Görüntülediğiniz mahkeme kararı kesinleşmiş bir karardır.

T.C.
İSTANBUL
BÖLGE ADLİYE MAHKEMESİ
16. HUKUK DAİRESİ
T Ü R K M İ L L E T İ A D I N A
İ S T İ N A F K A R A R I
DOSYA NO: 2018/2944 Esas
KARAR NO: 2021/1101
İNCELENEN KARARIN
MAHKEMESİ: İSTANBUL 7. ASLİYE TİCARET MAHKEMESİ
TARİHİ: 06/04/2018
NUMARASI: 2016/34 2018/328
DAVANIN KONUSU: İtirazın İptali (Haksız Eylemden Kaynaklanan Zarar Nedeniyle)|İtirazın İptali (Bankacılık İşlemlerinden Kaynaklanan)
KARAR TARİHİ: 28/05/2021
İstinaf incelemesi için dairemize gönderilen dosyanın ilk incelemesi tamamlanmış olmakla, HMK 353. Maddesi gereğince dosya içeriğine göre duruşma yapılmasına gerek görülmeden dosya üzerinde yapılan inceleme sonucu;
GEREĞİ DÜŞÜNÜLDÜ: İLK DERECE MAHKEMESİNE AÇILAN DAVADA A-)Açılan dava ve iddia : Davacı vekili dava dilekçesinde; Davacı … İle davalı şirket 13/12/2010 tarihli alacağın temlikine dair sözleşme düzenlediklerini aynı sözleşmenin 4/3 maddesinde ödeme miktar ve tarihleri belirlendiğini, davalı şirketin belirlenen tarihlerde, ödeme yapmayınca davalı aleyhine İstanbul … İcra Müdürlüğünün … Esas sayılı dosya ile takibe geçildiğini, davalı şirketin haksız ve kötü niyetli itirazın iptali ile 6.528,48-TL alacağının takıp tarihinden itibaren işleyecek faizi birlikte tahsiline, %20’den aşağı olmamak üzer icra inkar tazminatına karar verilmesini talep ve dava etmiştir.Davacı vekili Birleşen dava için dava dilekçesinde; Davacı … İle davalı şirket 13/12/2010 tarihli alacağın temlikine dair sözleşme düzenlediklerini aynı sözleşmenin 4/3 maddesinde ödeme miktar ve tarihleri belirlendiğini, davalı şirketin belirlenen tarihlerde, ödeme yapmayınca davalı aleyhine İstanbul … İcra Müdürlüğünün … Esas sayılı dosyası ile takibe geçildiğini, davalı şirketin haksız ve kötü niyetli itirazının iptali ile 4.107,61-TL alacağının takip tarihinden itibaren işleyecek faizi birlikte tahsiline, %20’den aşağı olmamak üzer icra inkar tazminatına karar verilmesini talep ve dava etmiştir.

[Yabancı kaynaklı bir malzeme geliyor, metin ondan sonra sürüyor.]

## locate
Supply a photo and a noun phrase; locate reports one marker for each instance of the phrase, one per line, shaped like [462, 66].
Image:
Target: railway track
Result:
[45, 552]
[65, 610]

B-) Cevap ve Karşı Talepler : Davalı vekili cevap dilekçesinde; Müvekkili ile davacı arasında tanzim olunan “Alacağın Temliki, Sulh, İbra ve Feragat Sözleşmesi“ ile takip alacaklısın Tasfiye Halinde … AŞ nezdindeki kar ve zarar katılım hesap bakiyesinin temliki hususun da mutabakata varıldığını söz konusu takip dayanağının Alacağın Temlik Sözleşmesine İstinaden takip alacaklısının Tasfiye Halinde ….A.Ş nezdinde henüz vadesi gelmediğini, mutlak ödenmesi de hukuken garanti edilmeyen kar ve zarar katılım bakiyesi temlik alındığını, davalı şirket temlik sözleşmesinden kaynaklanan edimlerini yerine getirdiğini, takip alacaklılarına takip miktarı kadar günü geçmiş bir borcu bulunmadığını, kötü niyetle iş bu davayı İkamesinden dolayı takip miktarı üzerinden %20 den aşağı olmamak üzere icra inkar tazminatına mahkum edilmesini talep etmiştir.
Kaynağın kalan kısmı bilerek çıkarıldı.